George stared at him. “Do you think anybody’ll remember us when we’re gone? Yes, I’m sure the Boogaloos will. And so will that ghost.” He raised his eyes to Crozier. His face had grown taut. His eyes were flushed red. “Do you think our contributions to this company, hell any corporation that’s putting their older folks out to pasture, will mean anything in the future?” He palmed an eye. “Nope. I seriously doubt it,” he said.


“I’ll remember you,” Crozier said. “And so will the rest of us old timers.” He grinned. “I haven’t much time left either. The push’ll be on me too. Not just from the company either. So-called friends can do just as much harm as any institution.”


“Yepper,” George said. “It’s us old guys that kept this place humming. But it’s the young guns that wanna get rid of everyone over forty-five. And you and me are long past that.” He pulled open another drawer and fished out a corporate envelope and hand-scratched the return address off the open letter. “You know, if it wasn’t for us ol’ guys, our collective experiences, the place would’ve fallen apart as soon as the new kids took over.” His dim eyes searched the cellar. “Yep. I think this company will collapse once we’re all gone. Those young-bucks don’t know how to take direction from anybody.” A faint smile reappeared on his face. “Unless it comes from those that they temporarily deem important to their career.”

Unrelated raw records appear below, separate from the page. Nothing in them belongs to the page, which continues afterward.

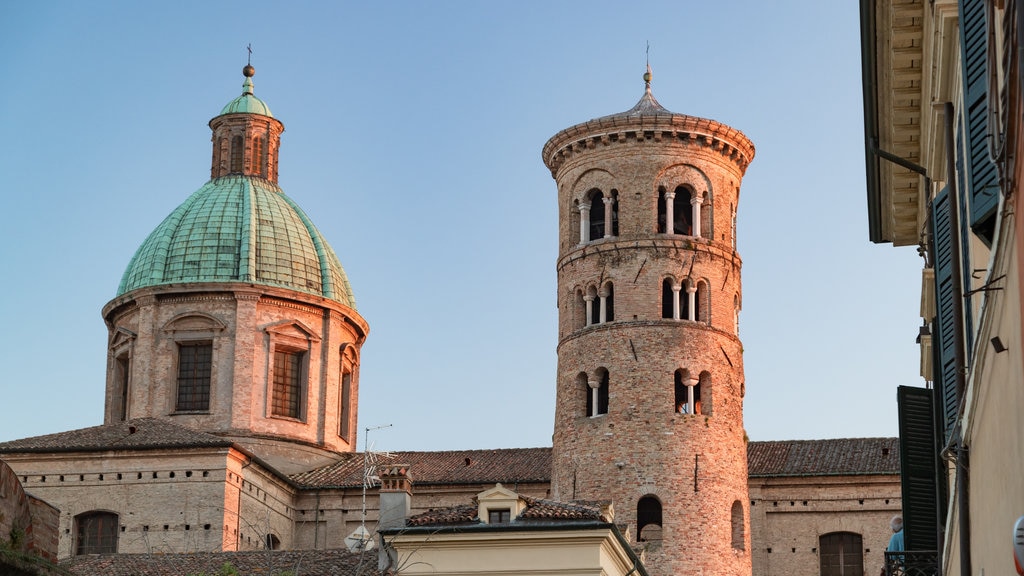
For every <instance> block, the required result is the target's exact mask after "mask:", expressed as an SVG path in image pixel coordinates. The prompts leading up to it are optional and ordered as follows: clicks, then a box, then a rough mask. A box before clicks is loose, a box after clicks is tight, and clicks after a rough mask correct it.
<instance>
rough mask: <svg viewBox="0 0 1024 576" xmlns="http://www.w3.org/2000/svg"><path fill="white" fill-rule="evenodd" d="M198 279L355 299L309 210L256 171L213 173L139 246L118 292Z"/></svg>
mask: <svg viewBox="0 0 1024 576" xmlns="http://www.w3.org/2000/svg"><path fill="white" fill-rule="evenodd" d="M193 282H245V283H251V284H259V285H265V286H275V287H281V288H288V289H291V290H296V291H298V292H305V293H308V294H315V295H317V296H323V297H325V298H330V299H332V300H335V301H338V302H341V303H343V304H345V305H347V306H350V307H352V308H354V307H355V298H354V297H353V295H352V288H351V286H349V284H348V278H347V277H346V276H345V271H344V270H342V268H341V263H340V262H339V261H338V257H337V256H336V255H335V253H334V250H332V249H331V246H330V245H328V243H327V241H326V240H325V239H324V237H323V236H322V235H321V233H319V231H318V230H316V227H314V225H313V223H312V222H311V221H310V220H309V217H308V216H306V214H305V213H304V212H303V211H302V209H301V208H299V207H298V205H296V204H295V202H293V201H292V200H291V199H290V198H288V197H287V196H285V194H284V192H282V190H281V188H279V187H278V186H276V184H274V183H272V182H270V181H268V180H265V179H263V178H259V177H253V176H246V175H228V176H222V177H219V178H214V179H212V180H210V181H209V182H207V183H206V184H205V186H204V187H203V188H201V189H199V190H198V191H197V192H196V193H195V194H193V195H191V196H190V197H188V199H187V200H185V201H184V203H182V204H181V205H180V206H178V207H177V208H176V209H175V210H174V211H173V212H171V214H170V215H169V216H167V218H165V219H164V221H163V222H161V223H160V225H158V227H157V229H156V230H155V231H153V233H152V234H150V237H148V238H146V239H145V241H144V242H143V243H142V245H141V246H139V248H138V250H137V251H136V252H135V255H134V256H133V257H132V259H131V262H129V263H128V269H127V270H126V271H125V274H124V276H123V277H122V279H121V285H120V286H119V287H118V295H119V296H120V295H121V294H124V293H126V292H130V291H132V290H136V289H138V288H145V287H150V286H159V285H163V284H180V283H193Z"/></svg>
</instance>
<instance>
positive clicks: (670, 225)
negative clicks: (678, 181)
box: [665, 192, 679, 320]
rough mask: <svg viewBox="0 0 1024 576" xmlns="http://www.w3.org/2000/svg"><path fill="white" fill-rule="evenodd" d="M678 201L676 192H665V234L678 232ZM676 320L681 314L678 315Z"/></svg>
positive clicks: (676, 316)
mask: <svg viewBox="0 0 1024 576" xmlns="http://www.w3.org/2000/svg"><path fill="white" fill-rule="evenodd" d="M675 202H676V193H675V192H666V193H665V234H676V221H675V220H676V207H675V206H674V204H675ZM676 320H679V316H678V315H676Z"/></svg>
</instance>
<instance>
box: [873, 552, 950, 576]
mask: <svg viewBox="0 0 1024 576" xmlns="http://www.w3.org/2000/svg"><path fill="white" fill-rule="evenodd" d="M883 569H884V570H883V574H885V576H938V574H939V552H937V551H936V550H904V551H901V552H886V563H885V565H884V566H883Z"/></svg>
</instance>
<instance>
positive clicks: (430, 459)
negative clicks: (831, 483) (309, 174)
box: [0, 438, 899, 491]
mask: <svg viewBox="0 0 1024 576" xmlns="http://www.w3.org/2000/svg"><path fill="white" fill-rule="evenodd" d="M0 446H2V445H0ZM886 451H888V453H886ZM746 457H748V466H749V474H750V476H751V477H771V476H842V475H874V474H882V475H898V474H899V439H896V438H853V439H840V440H783V441H773V442H751V443H750V444H749V445H748V447H746ZM384 461H385V462H392V463H396V462H400V463H402V464H410V466H411V467H410V474H411V476H412V477H413V486H414V488H413V490H414V491H415V490H416V488H415V486H416V485H418V484H419V485H438V484H495V483H499V482H501V483H502V484H505V485H512V484H515V483H516V482H551V449H550V448H508V449H502V450H462V451H446V452H392V453H390V455H389V456H388V457H386V458H385V459H384ZM291 480H292V481H293V482H295V483H296V484H298V485H299V486H300V487H302V488H332V487H358V486H362V454H361V453H351V454H345V455H343V459H342V460H341V461H339V462H336V463H334V464H331V465H328V466H324V467H322V468H316V469H313V470H309V471H306V472H300V474H297V475H293V476H292V477H291Z"/></svg>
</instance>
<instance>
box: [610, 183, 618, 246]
mask: <svg viewBox="0 0 1024 576" xmlns="http://www.w3.org/2000/svg"><path fill="white" fill-rule="evenodd" d="M611 236H618V191H617V190H614V189H612V191H611Z"/></svg>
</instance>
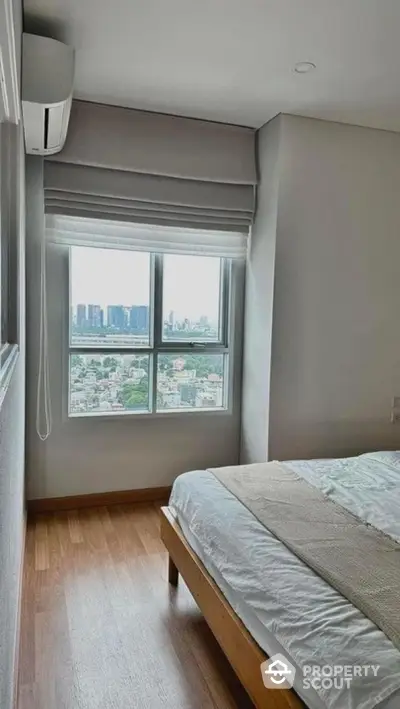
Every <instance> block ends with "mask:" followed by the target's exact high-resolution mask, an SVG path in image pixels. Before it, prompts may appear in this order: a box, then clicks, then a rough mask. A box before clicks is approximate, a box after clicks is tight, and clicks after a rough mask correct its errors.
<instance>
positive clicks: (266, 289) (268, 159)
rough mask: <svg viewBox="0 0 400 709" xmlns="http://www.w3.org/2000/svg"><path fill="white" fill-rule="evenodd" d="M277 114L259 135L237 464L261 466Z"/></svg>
mask: <svg viewBox="0 0 400 709" xmlns="http://www.w3.org/2000/svg"><path fill="white" fill-rule="evenodd" d="M281 119H282V117H281V116H278V117H277V118H275V119H274V120H273V121H270V123H268V124H267V125H265V126H264V127H263V128H261V130H260V131H259V132H258V148H257V149H258V164H259V170H260V175H259V178H260V184H259V188H258V204H257V219H256V222H255V224H254V227H253V231H252V235H251V242H250V249H249V255H248V259H247V270H246V299H245V319H244V342H245V347H244V352H243V387H242V438H241V462H242V463H246V462H250V461H251V462H262V461H264V460H265V459H266V456H267V450H268V428H269V386H270V366H271V361H270V360H271V333H272V301H273V288H274V268H275V240H276V225H277V214H278V186H279V146H280V131H281Z"/></svg>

Crozier noticed tears gathering in George’s eyes. “I really don’t know, George,” he said, glancing away. “It’s the sign of the times. Unemployment, corporate closures and bankrupt pensions. I’m only looking to stay on the job cuz I can’t afford to retire. But, I still want out of here. And know what? I don’t know how I’ll ever survive retirement. I’m widowed and still owe on the wife’s burial. I got no stocks, no bonds, house, or car. But what I do have is high cholesterol, high blood pressure and arthritis. You can bet your ass when I leave I’ll end up a broken-down old man in a one-room flat.”


George wiped his eyes with the heel of his palm. He chuckled and cleared his throat, “You look like you’re already there, sweetie. With that limp and all. You remind me of an old grave. Invaded, misused and taken advantage of.”


Crozier laughed. “Yeah,” he said. “What else could I lose?”


Then, a faint paper rustling drifted in from a distant corner. Crozier squinted. “Did’j’ya hear that?


“Hear what?” George asked.


“Don’t give me the hairy eyeballs, buddy,” Crozier said. “It sounded a lot like crumpling paper.”


“Not shooting you the hairy,” George returned. “You probably did hear something. I won’t question that. I’m just immune to most of the noises now. It could be the ghost. I think know more about him than I do about myself.” He glanced around the room. “Sometimes you see him and other times you only hear him. Don’t think you’ll ever see and hear him at the same time though. You gotta have one goddamned special talent for that. But if you did, I’m sure he’d be pretty scary.”


Crozier sat on the edge of the desk. The rustling vanished. “Tell me more about the Boogaloos.” He looked from one corner to the next before returning his stare to George.